I'm fully ashamed to say that I know nothing of Vietnamese cooking. I wasn't very interested in cooking/baking when I was surrounded by it, and once I started caring about preparing my own food, it just got too tempting to try things I've never tried before with ingredients that didn't require a grocery trip into another neighborhood.
But as I got another year older, another year farther away from my family and another year closer to the impending reality of losing older relatives, I find myself trying to grasp at memories I shared with them, and regardless of whether I cared back then or not, most of them revolve around food.
I've feigned interest before. I've even gone so far as to ask my mother for recipes. Problem number one. As if she had "recipes" that weren't in her head. Problem number two. Once she finally wrote them, I promptly lost track of them in the black hole of our house.
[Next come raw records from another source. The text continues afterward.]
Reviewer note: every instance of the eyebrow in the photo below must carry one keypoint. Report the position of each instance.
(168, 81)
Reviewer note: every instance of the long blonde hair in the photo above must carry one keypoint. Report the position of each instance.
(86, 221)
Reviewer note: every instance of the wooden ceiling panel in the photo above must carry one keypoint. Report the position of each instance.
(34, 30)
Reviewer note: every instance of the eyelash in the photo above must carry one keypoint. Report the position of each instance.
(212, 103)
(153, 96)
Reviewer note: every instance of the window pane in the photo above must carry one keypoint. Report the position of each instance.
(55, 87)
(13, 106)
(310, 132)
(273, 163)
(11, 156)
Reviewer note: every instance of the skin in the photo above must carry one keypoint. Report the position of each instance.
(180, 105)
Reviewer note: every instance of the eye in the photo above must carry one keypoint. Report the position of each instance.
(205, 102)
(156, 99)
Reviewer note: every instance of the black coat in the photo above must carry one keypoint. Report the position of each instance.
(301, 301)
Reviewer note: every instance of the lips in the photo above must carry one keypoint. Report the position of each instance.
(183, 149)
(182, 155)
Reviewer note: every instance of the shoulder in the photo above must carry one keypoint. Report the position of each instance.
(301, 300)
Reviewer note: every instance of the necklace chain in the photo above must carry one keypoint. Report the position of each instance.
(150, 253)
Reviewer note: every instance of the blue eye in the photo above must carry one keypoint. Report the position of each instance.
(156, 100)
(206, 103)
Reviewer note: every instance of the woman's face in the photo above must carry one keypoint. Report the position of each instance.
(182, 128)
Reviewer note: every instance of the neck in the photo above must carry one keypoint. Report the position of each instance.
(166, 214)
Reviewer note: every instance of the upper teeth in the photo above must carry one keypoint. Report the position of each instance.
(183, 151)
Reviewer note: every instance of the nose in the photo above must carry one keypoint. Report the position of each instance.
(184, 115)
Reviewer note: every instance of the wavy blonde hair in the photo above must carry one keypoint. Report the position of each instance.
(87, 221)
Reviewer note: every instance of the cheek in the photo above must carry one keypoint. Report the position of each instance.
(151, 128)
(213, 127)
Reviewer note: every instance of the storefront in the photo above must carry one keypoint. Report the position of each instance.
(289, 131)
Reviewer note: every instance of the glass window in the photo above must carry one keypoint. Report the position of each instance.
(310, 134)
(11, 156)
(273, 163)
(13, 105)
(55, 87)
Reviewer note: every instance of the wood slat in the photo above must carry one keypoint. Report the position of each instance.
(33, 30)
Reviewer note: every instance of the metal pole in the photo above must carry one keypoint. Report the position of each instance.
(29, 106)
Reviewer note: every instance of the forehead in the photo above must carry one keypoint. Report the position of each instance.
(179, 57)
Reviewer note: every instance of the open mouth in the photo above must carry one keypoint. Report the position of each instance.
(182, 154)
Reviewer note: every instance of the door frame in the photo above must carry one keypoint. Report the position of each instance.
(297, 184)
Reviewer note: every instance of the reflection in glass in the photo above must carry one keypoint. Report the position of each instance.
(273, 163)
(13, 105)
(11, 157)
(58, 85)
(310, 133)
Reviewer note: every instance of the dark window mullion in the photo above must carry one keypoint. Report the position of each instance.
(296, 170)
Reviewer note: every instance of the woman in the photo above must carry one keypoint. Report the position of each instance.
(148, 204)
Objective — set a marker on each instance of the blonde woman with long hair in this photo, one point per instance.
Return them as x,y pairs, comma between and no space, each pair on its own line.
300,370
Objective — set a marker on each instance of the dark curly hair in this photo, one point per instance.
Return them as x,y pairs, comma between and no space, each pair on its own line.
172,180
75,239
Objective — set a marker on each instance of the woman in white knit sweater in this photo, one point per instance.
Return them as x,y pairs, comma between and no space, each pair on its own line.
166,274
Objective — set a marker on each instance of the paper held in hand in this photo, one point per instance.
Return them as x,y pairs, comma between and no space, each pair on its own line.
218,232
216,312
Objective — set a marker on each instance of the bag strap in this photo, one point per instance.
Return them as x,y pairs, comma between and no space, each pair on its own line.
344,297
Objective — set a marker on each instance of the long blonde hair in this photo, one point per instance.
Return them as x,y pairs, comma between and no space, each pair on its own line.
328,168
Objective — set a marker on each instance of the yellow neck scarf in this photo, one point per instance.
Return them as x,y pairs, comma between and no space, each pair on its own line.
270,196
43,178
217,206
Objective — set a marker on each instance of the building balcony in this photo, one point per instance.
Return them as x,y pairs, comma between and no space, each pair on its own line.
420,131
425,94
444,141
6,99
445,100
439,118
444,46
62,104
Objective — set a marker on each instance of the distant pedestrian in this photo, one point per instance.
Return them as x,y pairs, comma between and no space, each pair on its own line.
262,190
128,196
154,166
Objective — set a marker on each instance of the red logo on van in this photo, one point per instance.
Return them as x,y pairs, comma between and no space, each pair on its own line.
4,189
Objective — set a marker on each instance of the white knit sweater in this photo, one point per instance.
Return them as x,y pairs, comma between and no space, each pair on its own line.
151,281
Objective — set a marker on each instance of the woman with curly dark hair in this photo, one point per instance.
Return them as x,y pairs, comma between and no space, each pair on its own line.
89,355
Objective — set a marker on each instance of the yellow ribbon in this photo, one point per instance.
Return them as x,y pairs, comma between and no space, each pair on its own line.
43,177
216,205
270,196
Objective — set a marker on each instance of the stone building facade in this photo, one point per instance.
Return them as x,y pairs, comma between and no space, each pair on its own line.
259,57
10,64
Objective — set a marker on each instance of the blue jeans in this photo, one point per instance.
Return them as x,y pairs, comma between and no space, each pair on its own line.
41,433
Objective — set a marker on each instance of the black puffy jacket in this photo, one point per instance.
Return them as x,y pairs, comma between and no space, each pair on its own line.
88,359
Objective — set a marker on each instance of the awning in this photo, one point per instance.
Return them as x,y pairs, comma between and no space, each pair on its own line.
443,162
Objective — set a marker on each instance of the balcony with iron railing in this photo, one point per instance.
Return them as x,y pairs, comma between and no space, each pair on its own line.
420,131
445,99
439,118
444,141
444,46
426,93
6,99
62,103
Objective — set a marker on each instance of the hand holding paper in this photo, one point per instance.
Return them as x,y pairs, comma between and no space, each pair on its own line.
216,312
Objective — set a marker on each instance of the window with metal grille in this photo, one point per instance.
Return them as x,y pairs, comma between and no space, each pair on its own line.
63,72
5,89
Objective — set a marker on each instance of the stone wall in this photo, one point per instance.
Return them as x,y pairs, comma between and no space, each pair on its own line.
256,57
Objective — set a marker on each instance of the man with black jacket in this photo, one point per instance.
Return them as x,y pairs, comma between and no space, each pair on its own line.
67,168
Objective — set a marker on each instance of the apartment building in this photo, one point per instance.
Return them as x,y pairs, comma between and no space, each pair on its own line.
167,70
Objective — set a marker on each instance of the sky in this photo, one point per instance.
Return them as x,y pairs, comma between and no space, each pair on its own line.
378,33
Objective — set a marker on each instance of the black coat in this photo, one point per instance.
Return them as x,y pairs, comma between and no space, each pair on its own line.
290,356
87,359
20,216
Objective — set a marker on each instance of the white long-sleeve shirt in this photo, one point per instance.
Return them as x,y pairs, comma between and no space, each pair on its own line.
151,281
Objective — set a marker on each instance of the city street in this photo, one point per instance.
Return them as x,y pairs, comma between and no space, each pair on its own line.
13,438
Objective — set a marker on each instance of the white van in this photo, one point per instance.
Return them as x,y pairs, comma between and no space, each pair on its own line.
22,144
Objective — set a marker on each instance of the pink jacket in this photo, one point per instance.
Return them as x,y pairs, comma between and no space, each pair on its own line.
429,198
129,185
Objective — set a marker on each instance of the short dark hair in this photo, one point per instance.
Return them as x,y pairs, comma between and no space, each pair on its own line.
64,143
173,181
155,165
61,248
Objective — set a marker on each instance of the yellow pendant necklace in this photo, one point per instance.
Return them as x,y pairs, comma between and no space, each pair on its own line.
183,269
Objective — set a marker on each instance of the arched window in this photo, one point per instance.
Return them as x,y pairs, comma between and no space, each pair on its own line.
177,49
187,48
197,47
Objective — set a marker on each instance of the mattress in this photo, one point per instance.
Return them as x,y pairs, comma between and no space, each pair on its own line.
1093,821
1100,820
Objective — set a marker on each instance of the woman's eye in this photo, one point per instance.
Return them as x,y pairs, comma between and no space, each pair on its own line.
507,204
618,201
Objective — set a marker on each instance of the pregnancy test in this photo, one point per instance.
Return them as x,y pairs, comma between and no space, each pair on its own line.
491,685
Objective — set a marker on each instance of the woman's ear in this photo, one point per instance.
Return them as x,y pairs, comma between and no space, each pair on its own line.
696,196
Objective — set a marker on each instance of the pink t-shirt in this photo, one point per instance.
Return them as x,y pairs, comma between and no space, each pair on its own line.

Like she was going to write them down again.
However, thanks to lovely blogs like Ravenous Couple, I can revisit the food of my youth any time I like. I literally spent an entire afternoon going through Hong and Kim's blog, sighing wistfully at all the food I pretty much gave up when I moved away for college. My visits home became "occasions," and while I'm not complaining about the "special" dinners we had then, it definitely made me miss the easy comfort of curling up with a bowl of rice and a braised something-or-other topping it.
I thought I'd ease into Vietnamese cooking with Stuffed Tomatoes, not for Matty's sake (we're pros at eating "exotic" food), but more for the sake of my inexperience. Everything was easy enough, but there are definitely a couple things to improve upon:
- I only roughly cut the bean thread noodles, making for a bit of a mess when I mixed all the ingredients for the meat filling together. I'll need much shorter pieces of noodle next time.
- I probably needed to pack the filling tighter (or I might have to explore an egg or breadcrumbs as a binder). Not all of them stayed intact. Those noodles could have been the culprit, too.
- Next time, I'll make sure to heat the pan to a higher temperature before adding the tomatoes so that I can get that gorgeous sear on top. Most of mine were just kind of gray-looking. I'd add the tomato cores after the sear happened.
But the lesson was well worth it to have the kitchen smell so familiar.